Episode Transcript
CONSECRATE
Wake up, sleeper, rise from the dead, and Christ will shine on you.
Jesus, I belong to you.
I lift up my heart to you.
I set my mind on you.
I fix my eyes on you.
I offer my body to you as a living sacrifice.
Jesus, we belong to you.
Praying in the name of the Father, and the Son, and the Holy Spirit, amen.
HEAR
Hebrews 3:12–13 (NIV)
See to it, brothers and sisters, that none of you has a sinful, unbelieving heart that turns away from the living God. But encourage one another daily, as long as it is called “Today,” so that none of you may be hardened by sin’s deceitfulness.
CONSIDER
It’s a beautiful and powerful thing when Scripture quotes Scripture. In fact, the only way to understand Scripture is through a wider and deeper Holy Spirit–inspired reading of Scripture. I want you to notice how the Bible regularly does this. This word, “encourage one another daily,” can be read at face value, and yet there is a much deeper context we must explore to get at what it means. If we back up yet a few more verses, we see the text quoted from Psalm 95:
So, as the Holy Spirit says:
“Today, if you hear his voice,
do not harden your hearts
as you did in the rebellion,
during the time of testing in the wilderness,
where your ancestors tested and tried me,
though for forty years they saw what I did.
That is why I was angry with that generation;
I said, ‘Their hearts are always going astray,
and they have not known my ways.’
So I declared on oath in my anger,
‘They shall never enter my rest.’” (Heb. 3:7–11)
So the writer of Hebrews is remembering Psalm 95, which is remembering the story of Meribah, which is the occasion in the wilderness when the people were facing a crisis of a lack of water. Rather than leaning into the God who had provided for them every step of the way, they began to quarrel bitterly among themselves and grumble harshly against their leaders. It was a defining moment, a place where their faith was tested and where their faith failed. It turned out to be the place where their hearts began to be hardened.

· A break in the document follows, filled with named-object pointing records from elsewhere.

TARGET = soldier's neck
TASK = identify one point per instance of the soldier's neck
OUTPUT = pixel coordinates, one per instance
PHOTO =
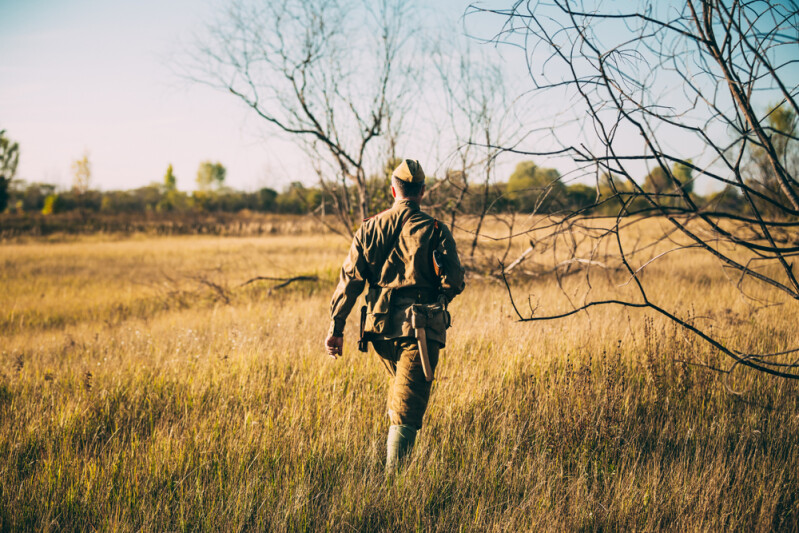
(414, 199)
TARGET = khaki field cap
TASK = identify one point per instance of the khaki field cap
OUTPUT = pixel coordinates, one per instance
(409, 170)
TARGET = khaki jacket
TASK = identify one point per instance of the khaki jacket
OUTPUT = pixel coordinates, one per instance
(397, 264)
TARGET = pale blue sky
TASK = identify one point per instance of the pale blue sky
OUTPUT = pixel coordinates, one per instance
(98, 76)
(94, 75)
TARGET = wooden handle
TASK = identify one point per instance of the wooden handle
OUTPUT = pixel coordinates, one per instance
(421, 337)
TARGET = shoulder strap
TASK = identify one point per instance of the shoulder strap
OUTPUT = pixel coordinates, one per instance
(394, 241)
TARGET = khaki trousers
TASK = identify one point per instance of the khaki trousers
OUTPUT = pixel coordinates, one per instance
(409, 391)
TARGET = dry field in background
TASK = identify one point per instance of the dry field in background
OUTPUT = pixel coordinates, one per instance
(143, 388)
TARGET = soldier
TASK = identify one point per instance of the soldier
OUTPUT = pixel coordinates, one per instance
(411, 265)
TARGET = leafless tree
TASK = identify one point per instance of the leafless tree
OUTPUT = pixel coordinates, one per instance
(329, 74)
(479, 118)
(690, 89)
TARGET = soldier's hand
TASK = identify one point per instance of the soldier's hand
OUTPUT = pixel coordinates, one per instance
(334, 346)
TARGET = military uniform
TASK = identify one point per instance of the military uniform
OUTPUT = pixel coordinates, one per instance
(392, 253)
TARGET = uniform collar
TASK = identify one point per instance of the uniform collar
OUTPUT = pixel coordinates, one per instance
(405, 203)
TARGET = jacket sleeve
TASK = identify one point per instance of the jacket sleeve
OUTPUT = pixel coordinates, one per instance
(352, 279)
(452, 279)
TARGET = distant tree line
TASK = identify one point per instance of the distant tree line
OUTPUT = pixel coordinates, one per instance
(529, 189)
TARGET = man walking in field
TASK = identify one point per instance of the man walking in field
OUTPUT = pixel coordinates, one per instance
(413, 271)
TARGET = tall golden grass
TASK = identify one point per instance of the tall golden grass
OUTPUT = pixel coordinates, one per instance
(143, 388)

Now, in light of this context, read our text yet again:
See to it, brothers and sisters, that none of you has a sinful, unbelieving heart that turns away from the living God. But encourage one another daily, as long as it is called “Today,” so that none of you may be hardened by sin’s deceitfulness.
Over the course of our lives, all of us have been through difficult trials. Unjust treatment, unforeseen losses, tragic deaths, life-stealing diseases, betrayals, relationship failures, and all manner of pain and suffering. These things create wilderness seasons that can go on for long periods of time. These are the places where we slowly and often imperceptibly lose faith in God. We would rarely identify it as such, but we begin to shrink back from real trust. We believe in principle but not in an everyday kind of trusting reality. We take on a wilderness wound, and our hearts slowly begin to harden. We don’t so much choose hardness as we fail to pursue healing. We allow a wall of protection to be constructed around our heart, and while it does protect us in some ways, it also slowly and imperceptibly isolates us from God and others.
This is how sin deceives us. We mistakenly focus on sin at the level of our behaviors, but our behaviors are merely the symptoms of the sickness. Sin, in its deepest essence, is the condition of an unbelieving heart, and an unbelieving or untrusting heart inevitably becomes a hardened heart. And a hardened heart is the most dangerous place on earth.
So what does encouragement have to do with any of this? Psalm 95 says, “Today, if only you would hear his voice” (v. 7).
Encouragement, in the biblical sense of the term, is about personally and particularly hearing the voice of God from another person. As we encourage one another, we learn to speak to one another in the voice of God in the humble authority of Jesus in the loving power of the Holy Spirit. This doesn’t come to us naturally. It only comes supernaturally, and yet it is a learned way.
As long as it is called “Today,” . . .
PRAY
God our Father, we want to pray with the psalmist today, “Search me, God, and know my heart; test me and know my anxious thoughts. See if there is any offensive way in me, and lead me in the way everlasting” (Ps. 139:23–24). Lord Jesus, we open our hearts to the searching, searing, and saving light of your Word and Holy Spirit. Are our hearts hardened? We wait before you in humility. Speak, Lord. Your sons and daughters are listening. We want to hear your voice. In Jesus’s name, amen.